D’où la création d’un blog, Mustachian Post, disponible en anglais et en français, que Marc Pittet alimente régulièrement. Au menu : récit de son projet, techniques pour économiser au maximum, réflexions autour du frugalisme et un forum. Il a ainsi des contacts avec d’autres Suisses, une trentaine environ, qui ont le même genre de projet.

Le «Fuck You Day»

Le plan peut difficilement échouer, explique Marc Pittet : «Mathématiquement je sais qu’à un moment donné l’objectif  sera atteint. Pour moi, l’échec serait de ne pas avoir arrêté avant cinquante ans». Et une fois «retraité », il  ne craint pas de s’ennuyer.

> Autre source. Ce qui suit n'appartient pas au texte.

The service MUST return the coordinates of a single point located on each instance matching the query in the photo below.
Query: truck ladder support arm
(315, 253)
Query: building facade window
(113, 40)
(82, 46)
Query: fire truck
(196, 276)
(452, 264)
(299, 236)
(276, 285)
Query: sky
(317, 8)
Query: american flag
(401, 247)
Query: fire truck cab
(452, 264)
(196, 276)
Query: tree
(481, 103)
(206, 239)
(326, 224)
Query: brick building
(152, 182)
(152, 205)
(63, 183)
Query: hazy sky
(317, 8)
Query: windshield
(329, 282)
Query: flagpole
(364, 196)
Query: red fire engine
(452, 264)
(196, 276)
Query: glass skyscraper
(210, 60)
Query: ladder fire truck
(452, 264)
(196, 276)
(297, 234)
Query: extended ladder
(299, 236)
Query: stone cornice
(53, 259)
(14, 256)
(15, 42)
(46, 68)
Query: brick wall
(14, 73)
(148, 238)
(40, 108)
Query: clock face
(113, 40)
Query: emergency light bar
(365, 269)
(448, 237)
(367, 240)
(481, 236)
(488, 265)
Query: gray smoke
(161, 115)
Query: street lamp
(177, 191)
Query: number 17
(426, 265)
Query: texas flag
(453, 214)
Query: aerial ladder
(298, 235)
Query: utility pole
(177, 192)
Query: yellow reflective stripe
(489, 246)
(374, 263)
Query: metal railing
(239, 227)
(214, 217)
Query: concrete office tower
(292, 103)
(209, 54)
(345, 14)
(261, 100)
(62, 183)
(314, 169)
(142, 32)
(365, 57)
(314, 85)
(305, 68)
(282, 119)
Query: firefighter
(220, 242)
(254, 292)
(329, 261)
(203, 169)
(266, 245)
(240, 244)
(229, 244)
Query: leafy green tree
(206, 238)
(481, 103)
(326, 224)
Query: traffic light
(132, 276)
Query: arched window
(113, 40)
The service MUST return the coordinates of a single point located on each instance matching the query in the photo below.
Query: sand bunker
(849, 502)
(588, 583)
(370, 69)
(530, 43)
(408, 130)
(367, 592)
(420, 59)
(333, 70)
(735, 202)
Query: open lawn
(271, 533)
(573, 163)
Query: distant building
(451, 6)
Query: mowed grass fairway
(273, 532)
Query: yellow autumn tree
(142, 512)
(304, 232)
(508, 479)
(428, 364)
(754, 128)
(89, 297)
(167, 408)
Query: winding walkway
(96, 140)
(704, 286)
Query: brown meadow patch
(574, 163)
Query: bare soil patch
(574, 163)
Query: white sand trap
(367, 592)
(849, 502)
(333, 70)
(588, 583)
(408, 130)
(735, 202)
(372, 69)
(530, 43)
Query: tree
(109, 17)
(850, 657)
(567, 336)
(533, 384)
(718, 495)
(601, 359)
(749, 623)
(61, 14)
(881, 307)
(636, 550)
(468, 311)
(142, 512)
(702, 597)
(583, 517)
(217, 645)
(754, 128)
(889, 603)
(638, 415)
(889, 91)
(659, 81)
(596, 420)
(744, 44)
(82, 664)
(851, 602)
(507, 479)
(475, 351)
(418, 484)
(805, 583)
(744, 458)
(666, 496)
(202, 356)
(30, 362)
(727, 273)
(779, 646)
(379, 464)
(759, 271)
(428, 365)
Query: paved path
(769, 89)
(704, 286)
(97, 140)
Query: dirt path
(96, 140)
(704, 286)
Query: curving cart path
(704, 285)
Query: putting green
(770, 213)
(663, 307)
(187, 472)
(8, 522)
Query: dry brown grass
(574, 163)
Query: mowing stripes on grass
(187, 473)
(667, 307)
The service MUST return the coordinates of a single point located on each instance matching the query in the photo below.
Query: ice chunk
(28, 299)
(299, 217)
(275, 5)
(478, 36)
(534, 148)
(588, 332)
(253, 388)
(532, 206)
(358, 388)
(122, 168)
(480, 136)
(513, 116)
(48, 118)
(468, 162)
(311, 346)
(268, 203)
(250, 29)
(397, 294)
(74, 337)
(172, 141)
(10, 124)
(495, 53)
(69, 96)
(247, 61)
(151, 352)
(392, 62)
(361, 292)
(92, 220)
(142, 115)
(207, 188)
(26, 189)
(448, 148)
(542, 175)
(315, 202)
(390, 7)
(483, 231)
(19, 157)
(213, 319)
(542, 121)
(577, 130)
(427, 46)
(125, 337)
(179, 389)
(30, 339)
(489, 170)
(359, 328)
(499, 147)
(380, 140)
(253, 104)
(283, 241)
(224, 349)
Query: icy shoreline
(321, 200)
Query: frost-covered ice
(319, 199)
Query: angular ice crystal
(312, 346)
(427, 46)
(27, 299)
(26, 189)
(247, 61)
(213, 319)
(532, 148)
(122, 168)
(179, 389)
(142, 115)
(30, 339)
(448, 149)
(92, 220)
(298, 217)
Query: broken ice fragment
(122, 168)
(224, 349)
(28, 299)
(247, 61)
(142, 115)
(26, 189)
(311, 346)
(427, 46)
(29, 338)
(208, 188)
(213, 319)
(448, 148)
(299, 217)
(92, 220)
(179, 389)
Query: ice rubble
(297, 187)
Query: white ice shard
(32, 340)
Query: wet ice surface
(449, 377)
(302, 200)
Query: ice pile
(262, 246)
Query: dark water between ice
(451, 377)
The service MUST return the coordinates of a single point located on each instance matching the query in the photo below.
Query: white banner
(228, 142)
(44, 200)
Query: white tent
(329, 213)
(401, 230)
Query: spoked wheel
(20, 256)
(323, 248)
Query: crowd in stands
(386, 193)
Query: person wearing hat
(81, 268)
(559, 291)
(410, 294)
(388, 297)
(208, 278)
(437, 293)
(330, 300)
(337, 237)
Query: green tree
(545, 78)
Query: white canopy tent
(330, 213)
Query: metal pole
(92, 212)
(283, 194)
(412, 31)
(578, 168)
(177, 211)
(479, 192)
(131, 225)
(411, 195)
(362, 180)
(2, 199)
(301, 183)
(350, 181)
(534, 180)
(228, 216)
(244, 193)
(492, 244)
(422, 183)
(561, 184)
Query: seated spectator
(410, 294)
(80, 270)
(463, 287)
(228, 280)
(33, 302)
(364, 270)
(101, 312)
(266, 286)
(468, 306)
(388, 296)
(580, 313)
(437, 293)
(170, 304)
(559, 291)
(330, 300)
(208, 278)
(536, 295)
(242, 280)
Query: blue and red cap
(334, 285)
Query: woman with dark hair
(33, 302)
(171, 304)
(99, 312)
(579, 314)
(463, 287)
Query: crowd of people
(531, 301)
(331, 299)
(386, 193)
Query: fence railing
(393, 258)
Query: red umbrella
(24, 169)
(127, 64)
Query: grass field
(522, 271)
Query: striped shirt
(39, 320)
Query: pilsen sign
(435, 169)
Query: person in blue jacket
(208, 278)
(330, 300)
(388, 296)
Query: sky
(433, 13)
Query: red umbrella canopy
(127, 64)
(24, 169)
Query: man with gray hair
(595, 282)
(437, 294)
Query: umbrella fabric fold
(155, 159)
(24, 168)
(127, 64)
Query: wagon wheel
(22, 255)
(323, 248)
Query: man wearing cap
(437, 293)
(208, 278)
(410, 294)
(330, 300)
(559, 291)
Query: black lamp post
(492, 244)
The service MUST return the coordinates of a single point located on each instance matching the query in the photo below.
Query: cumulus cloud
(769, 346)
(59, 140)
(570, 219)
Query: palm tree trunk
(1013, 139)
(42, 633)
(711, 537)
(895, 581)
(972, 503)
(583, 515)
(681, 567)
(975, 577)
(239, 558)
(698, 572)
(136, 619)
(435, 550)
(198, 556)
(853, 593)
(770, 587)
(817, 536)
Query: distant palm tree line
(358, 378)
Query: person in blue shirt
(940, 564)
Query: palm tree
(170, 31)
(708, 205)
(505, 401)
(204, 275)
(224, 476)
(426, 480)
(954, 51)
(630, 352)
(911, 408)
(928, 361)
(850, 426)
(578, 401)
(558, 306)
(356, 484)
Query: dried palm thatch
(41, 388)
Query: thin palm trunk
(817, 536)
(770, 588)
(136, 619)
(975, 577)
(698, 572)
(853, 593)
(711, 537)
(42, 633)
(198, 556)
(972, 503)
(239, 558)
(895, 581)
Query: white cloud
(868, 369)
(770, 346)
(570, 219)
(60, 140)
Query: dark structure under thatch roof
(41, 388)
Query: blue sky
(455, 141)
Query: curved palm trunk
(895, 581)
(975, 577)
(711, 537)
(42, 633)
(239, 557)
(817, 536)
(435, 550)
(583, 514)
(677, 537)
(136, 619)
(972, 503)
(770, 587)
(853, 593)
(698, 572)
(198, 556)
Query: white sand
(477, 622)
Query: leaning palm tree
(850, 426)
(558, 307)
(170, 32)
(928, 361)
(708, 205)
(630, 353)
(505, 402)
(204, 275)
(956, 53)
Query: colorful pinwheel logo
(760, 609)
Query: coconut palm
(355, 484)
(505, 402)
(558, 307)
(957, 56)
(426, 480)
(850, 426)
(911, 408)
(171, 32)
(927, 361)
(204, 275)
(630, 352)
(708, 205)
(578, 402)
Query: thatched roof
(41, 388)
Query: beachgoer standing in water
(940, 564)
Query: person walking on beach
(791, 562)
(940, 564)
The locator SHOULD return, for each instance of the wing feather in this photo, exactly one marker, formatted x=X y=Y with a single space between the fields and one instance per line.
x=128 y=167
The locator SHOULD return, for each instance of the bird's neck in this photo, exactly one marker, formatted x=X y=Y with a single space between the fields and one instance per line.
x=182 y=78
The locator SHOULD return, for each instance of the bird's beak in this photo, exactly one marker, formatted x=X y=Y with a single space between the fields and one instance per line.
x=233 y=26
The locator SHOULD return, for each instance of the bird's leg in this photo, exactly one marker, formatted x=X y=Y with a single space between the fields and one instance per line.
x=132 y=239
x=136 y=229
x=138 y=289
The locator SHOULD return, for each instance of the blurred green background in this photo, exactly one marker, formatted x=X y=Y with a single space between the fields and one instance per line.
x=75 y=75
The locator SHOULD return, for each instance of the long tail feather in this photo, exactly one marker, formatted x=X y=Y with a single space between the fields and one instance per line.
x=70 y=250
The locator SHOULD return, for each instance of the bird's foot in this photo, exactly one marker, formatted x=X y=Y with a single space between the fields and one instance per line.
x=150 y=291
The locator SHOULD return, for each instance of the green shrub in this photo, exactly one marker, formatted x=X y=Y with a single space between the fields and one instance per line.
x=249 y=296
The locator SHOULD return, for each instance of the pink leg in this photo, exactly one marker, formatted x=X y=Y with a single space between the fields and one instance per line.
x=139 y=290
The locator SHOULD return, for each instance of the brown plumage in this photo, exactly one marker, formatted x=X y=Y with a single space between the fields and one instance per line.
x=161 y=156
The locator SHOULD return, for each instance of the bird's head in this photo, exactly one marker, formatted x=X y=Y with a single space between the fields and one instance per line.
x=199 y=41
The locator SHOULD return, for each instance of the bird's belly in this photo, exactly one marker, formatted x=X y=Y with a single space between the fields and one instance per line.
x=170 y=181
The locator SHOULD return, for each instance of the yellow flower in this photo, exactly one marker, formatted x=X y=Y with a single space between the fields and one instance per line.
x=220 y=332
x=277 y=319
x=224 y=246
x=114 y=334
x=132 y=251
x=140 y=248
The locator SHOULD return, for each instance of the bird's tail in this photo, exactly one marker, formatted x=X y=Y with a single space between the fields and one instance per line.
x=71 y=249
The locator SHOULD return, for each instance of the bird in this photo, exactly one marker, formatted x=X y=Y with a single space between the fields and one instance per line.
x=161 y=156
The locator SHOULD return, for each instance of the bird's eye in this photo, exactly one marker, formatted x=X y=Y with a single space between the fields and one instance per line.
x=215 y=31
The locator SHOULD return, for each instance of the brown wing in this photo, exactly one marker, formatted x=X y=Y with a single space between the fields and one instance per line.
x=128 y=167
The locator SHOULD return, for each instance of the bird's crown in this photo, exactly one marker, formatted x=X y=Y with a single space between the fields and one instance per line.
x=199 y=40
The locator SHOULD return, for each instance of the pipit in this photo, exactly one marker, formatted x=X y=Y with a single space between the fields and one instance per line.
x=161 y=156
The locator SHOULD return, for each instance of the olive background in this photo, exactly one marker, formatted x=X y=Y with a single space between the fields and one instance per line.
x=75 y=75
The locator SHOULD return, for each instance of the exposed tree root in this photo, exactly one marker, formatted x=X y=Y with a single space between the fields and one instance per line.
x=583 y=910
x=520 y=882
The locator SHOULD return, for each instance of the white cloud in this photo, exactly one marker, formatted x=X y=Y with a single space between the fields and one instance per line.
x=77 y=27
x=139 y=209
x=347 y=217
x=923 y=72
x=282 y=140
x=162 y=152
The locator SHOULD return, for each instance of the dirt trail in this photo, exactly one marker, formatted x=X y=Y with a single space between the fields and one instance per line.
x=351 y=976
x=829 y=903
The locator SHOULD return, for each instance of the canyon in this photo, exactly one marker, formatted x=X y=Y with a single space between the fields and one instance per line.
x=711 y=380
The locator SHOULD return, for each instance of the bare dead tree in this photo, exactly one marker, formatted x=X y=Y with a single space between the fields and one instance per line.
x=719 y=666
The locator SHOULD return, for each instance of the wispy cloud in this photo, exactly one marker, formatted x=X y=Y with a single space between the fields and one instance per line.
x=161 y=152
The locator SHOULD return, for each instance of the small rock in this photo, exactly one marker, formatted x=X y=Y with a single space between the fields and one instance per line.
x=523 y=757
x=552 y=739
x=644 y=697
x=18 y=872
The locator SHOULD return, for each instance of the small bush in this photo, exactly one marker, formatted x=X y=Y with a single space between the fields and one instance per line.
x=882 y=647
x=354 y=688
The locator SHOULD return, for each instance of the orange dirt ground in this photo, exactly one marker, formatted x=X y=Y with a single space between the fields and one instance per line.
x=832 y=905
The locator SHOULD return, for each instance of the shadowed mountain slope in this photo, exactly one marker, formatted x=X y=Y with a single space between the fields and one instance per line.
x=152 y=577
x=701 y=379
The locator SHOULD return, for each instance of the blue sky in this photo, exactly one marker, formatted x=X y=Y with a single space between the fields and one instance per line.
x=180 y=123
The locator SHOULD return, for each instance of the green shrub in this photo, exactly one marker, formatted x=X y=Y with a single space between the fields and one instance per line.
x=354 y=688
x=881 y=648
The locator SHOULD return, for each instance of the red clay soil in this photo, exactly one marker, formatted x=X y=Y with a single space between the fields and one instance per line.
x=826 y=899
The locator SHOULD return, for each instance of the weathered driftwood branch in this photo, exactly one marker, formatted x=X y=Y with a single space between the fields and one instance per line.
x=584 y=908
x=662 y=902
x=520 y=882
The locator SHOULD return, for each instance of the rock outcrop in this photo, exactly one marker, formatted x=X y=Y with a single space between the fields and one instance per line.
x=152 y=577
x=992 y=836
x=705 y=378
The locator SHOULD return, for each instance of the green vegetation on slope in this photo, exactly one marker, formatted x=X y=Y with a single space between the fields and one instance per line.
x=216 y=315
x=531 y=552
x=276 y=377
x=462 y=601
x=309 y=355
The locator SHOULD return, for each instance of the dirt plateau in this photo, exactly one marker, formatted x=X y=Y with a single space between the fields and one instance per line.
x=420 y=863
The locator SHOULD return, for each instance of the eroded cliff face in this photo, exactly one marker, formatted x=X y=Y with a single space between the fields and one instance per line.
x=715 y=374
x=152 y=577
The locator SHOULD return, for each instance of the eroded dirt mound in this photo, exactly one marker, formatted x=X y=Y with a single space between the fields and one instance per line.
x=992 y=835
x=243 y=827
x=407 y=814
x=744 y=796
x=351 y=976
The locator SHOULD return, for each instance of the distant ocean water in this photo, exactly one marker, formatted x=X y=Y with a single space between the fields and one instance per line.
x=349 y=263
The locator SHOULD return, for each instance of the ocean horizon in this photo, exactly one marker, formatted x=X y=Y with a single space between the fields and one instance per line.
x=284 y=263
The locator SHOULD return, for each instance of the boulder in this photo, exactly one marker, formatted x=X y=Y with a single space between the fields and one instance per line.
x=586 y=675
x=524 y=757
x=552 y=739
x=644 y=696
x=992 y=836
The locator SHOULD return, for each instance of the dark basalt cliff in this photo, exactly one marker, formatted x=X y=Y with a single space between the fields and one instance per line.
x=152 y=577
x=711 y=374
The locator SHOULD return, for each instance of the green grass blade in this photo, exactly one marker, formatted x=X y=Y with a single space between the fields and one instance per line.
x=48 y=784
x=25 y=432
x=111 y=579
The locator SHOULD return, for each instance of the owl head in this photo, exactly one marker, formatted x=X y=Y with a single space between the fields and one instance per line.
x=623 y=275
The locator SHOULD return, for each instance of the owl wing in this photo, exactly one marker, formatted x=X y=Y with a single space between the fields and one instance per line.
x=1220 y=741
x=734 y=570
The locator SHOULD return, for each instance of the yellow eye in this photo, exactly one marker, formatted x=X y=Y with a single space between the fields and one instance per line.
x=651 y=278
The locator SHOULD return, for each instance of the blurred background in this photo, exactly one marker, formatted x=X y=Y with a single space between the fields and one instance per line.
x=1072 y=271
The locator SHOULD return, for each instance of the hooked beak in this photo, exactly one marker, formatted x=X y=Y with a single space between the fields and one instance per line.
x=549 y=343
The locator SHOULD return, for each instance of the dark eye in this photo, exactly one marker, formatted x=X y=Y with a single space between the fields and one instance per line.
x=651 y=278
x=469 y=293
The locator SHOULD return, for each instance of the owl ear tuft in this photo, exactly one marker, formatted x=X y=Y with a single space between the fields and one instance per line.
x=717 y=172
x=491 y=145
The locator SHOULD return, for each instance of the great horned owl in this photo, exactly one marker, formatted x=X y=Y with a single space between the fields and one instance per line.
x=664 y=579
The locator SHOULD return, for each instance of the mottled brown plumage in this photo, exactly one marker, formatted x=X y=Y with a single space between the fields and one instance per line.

Il profitera de sa famille et se consacrera à sa passion pour l’écriture, avec son blog et éventuellement en écrivant un livre sur son expérience.  «J’ai aussi des idées entreprenariales et j’aimerais voyager, vivre peut-être la moitié de l’année au Canada, faire un tour du monde avec ma femme. Elle a aussi envie de faire de l’humanitaire, ce qui ne serait pas forcément viable aujourd’hui».

Et le jour de l’arrêt du travail, ou le « Fuck You Day », comme on le nomme parfois dans le petit monde des futurs jeunes retraités, ce sera la fête? Marc Pittet nuance. « Je ressens de moins en moins la pression de cette date et aujourd’hui et je me vois plutôt diminuer mes heures qu’ arrêter du jour au lendemain, j’adore mon job. En tout cas il faudra que mes projets pour la suite soient clairs. Tout arrêter puis voir ce qui se passe me paraît la meilleure façon de tout rater. Et l’après «Fuck You Day» restera maîtrisé : « On ne pourra pas claquer autant argent qu’on veut à partir de ce jour là, on s’est habitué à un rythme de vie, il restera le même. Toujours dans un état d’esprit frugal».